Central bank digital currency (CBDC) is a viable alternative. The only way in which it differs from fiat money is that it’s a digital, not physical, asset. With L3COS, national financial authorities are able to create their CBDC and all relevant digital infrastructure.

UK pound

  • Physical
  • Regulated by the Bank of England, a national financial authority
  • Less volatile
  • Used for all monetary purposes

Bitcoin

  • Digital
  • Regulated by all and no one
  • Highly volatile
  • Mostly used for trading and exchange

Libra

  • Digital
  • Regulated by Facebook
  • Less volatile
  • Used for all monetary purposes

CBDC

  • Digital
  • Regulated by a government
  • Less volatile
  • Used for all monetary purposes
Is regulation inevitable in blockchain?

There are many types of blockchains out there. The introduction of a regulated blockchain will not automatically make all other blockchains obsolete.

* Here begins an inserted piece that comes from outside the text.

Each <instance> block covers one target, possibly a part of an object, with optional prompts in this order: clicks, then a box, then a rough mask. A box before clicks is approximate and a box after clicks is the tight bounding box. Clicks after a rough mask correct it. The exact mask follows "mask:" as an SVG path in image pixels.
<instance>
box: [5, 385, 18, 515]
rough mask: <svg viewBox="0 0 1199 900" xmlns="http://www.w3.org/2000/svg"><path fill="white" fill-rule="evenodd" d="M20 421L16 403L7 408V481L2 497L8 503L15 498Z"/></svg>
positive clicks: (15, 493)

Yet regulation is likely to make free-flowing cryptocurrencies less popular in the future. Financial institutions worldwide are increasingly pushing towards the creation of robust regulatory mechanisms for digital coins. With those in place, the benefits of public blockchains might decrease.

“I believe that [the regulation of cryptocurrencies] is inevitable. We have had an entity-based regulation over the course of the last ten years, after the financial crisis. We clearly need to move into an activity-based regulation. Forget about the entities, work on the activities themselves, and who does what, and who is licensed to do what, and who is properly regulated and supervised.”

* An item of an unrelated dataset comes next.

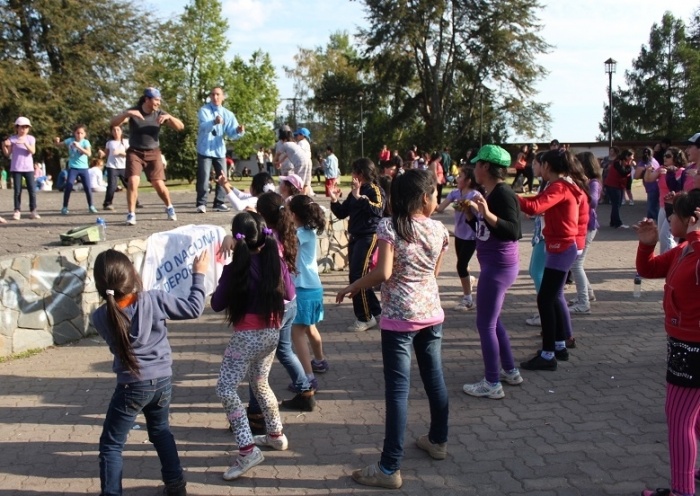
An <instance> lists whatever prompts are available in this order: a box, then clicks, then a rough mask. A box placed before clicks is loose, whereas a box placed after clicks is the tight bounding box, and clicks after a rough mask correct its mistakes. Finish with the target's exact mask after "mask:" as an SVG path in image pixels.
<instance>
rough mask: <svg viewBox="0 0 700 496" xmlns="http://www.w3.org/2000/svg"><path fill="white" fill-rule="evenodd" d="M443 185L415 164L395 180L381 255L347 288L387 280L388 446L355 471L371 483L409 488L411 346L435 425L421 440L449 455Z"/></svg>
mask: <svg viewBox="0 0 700 496" xmlns="http://www.w3.org/2000/svg"><path fill="white" fill-rule="evenodd" d="M437 204H438V202H437V184H436V178H435V175H434V174H433V173H432V172H430V171H423V170H417V169H411V170H408V171H406V172H405V173H404V174H403V175H401V176H398V177H396V178H395V179H394V180H393V182H392V185H391V211H392V217H391V218H388V217H387V218H383V219H382V220H381V221H379V225H378V227H377V238H378V240H379V259H378V261H377V266H376V268H375V269H374V270H372V272H370V273H369V274H367V275H366V276H364V277H362V278H361V279H358V280H357V281H355V282H353V283H352V284H350V285H349V286H347V287H346V288H344V289H342V290H340V291H339V292H338V295H337V296H336V302H338V303H340V302H342V301H343V298H344V297H345V296H346V295H350V296H354V295H355V294H357V293H358V292H359V291H360V290H362V289H365V288H371V287H374V286H377V285H379V284H381V285H382V290H381V297H382V301H381V304H382V315H381V320H380V328H381V334H382V360H383V363H384V384H385V401H386V422H385V434H384V449H383V450H382V456H381V459H380V460H379V462H378V463H373V464H371V465H368V466H367V467H365V468H363V469H360V470H355V471H354V472H353V473H352V478H353V479H354V480H355V481H356V482H358V483H359V484H364V485H367V486H377V487H384V488H387V489H397V488H399V487H401V484H402V480H401V470H400V467H401V459H402V458H403V454H404V451H403V444H404V434H405V431H406V424H407V417H408V391H409V388H410V376H411V347H413V350H414V351H415V354H416V360H417V362H418V369H419V370H420V375H421V379H422V380H423V386H424V387H425V392H426V394H427V396H428V402H429V403H430V430H429V431H428V434H425V435H423V436H420V437H419V438H418V439H417V441H416V444H417V445H418V447H419V448H421V449H422V450H424V451H427V452H428V455H429V456H430V457H432V458H434V459H436V460H443V459H445V457H446V456H447V419H448V399H447V388H446V387H445V380H444V378H443V374H442V322H443V320H444V313H443V311H442V307H441V306H440V296H439V291H438V285H437V275H438V273H439V271H440V265H441V262H442V257H443V255H444V253H445V251H446V250H447V248H448V246H449V234H448V232H447V229H446V228H445V226H444V225H443V224H442V223H441V222H439V221H435V220H432V219H431V218H430V215H431V214H432V213H433V212H434V211H435V208H436V207H437Z"/></svg>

Christine Lagarde, President of the European Central Banks

Source: CNN Business

“In order to create a regulatory framework quickly and with minimal risk, governments should collaborate with innovators, implement mechanisms such as regulatory sandboxes, and consider international approaches – particularly to work together on use cases.”

2019 OECD Global Blockchain Policy Forum Summary Report

Source: OECD

What are the advantages of a regulated blockchain?

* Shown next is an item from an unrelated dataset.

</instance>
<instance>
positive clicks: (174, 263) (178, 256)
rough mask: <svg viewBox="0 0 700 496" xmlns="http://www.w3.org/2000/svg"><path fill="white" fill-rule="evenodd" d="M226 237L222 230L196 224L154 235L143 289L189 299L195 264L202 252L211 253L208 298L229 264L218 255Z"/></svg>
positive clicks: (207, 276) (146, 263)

Unlike other blockchains, a regulated blockchain is:

  • сontrolled by a single authority such as a democratically elected government;
  • suitable for curated nationwide and global adoption;
  • effective in fighting the illegal use of funds;
  • able to digitize national economies using CBDC;
  • capable of automating compliance and significantly reducing bureaucracy.

As for L3COS, it provides specific benefits to participants at each of the three levels.

Government — Level 1
  • Saving public money L3COS automates a variety of operations, cutting bureaucracy and removing intermediaries.
  • Ensuring voter trust Citizens can trace their government’s decisions and actions.
  • Protecting sensitive data Due to architectural decentralization, L3COS has no single point of failure, which makes it technically unhackable.
  • Reducing corruption and fraud All actions taken by the participants of the system leave a digital footprint available for regulatory review.
Business — Level 2
  • Reducing costs L3COS automates compliance and similar procedures, saving businesses a lot of money on fines and consultancy.
  • Protecting reputation By automating compliance, L3COS protects companies from participating in illegal activities, which could ruin their reputation.
  • International trade When introduced by multiple countries, L3COS saves businesses the trouble of ensuring compliance with international regulations.
  • Fast financing L3COS cuts the time required to prove eligibility for loans and credits.
Society — Level 3
  • Enhancing democracy Every citizen can influence their country’s decision-making process directly.
  • Simplifying taxes and benefits Citizens no longer need to visit offices or file numerous forms.
  • Streamlining travel No need to prove eligibility to enter (from) another country, with the internationally unified ID system.
  • Reducing consumer prices Compliance and processing costs do not add to consumer goods and services prices.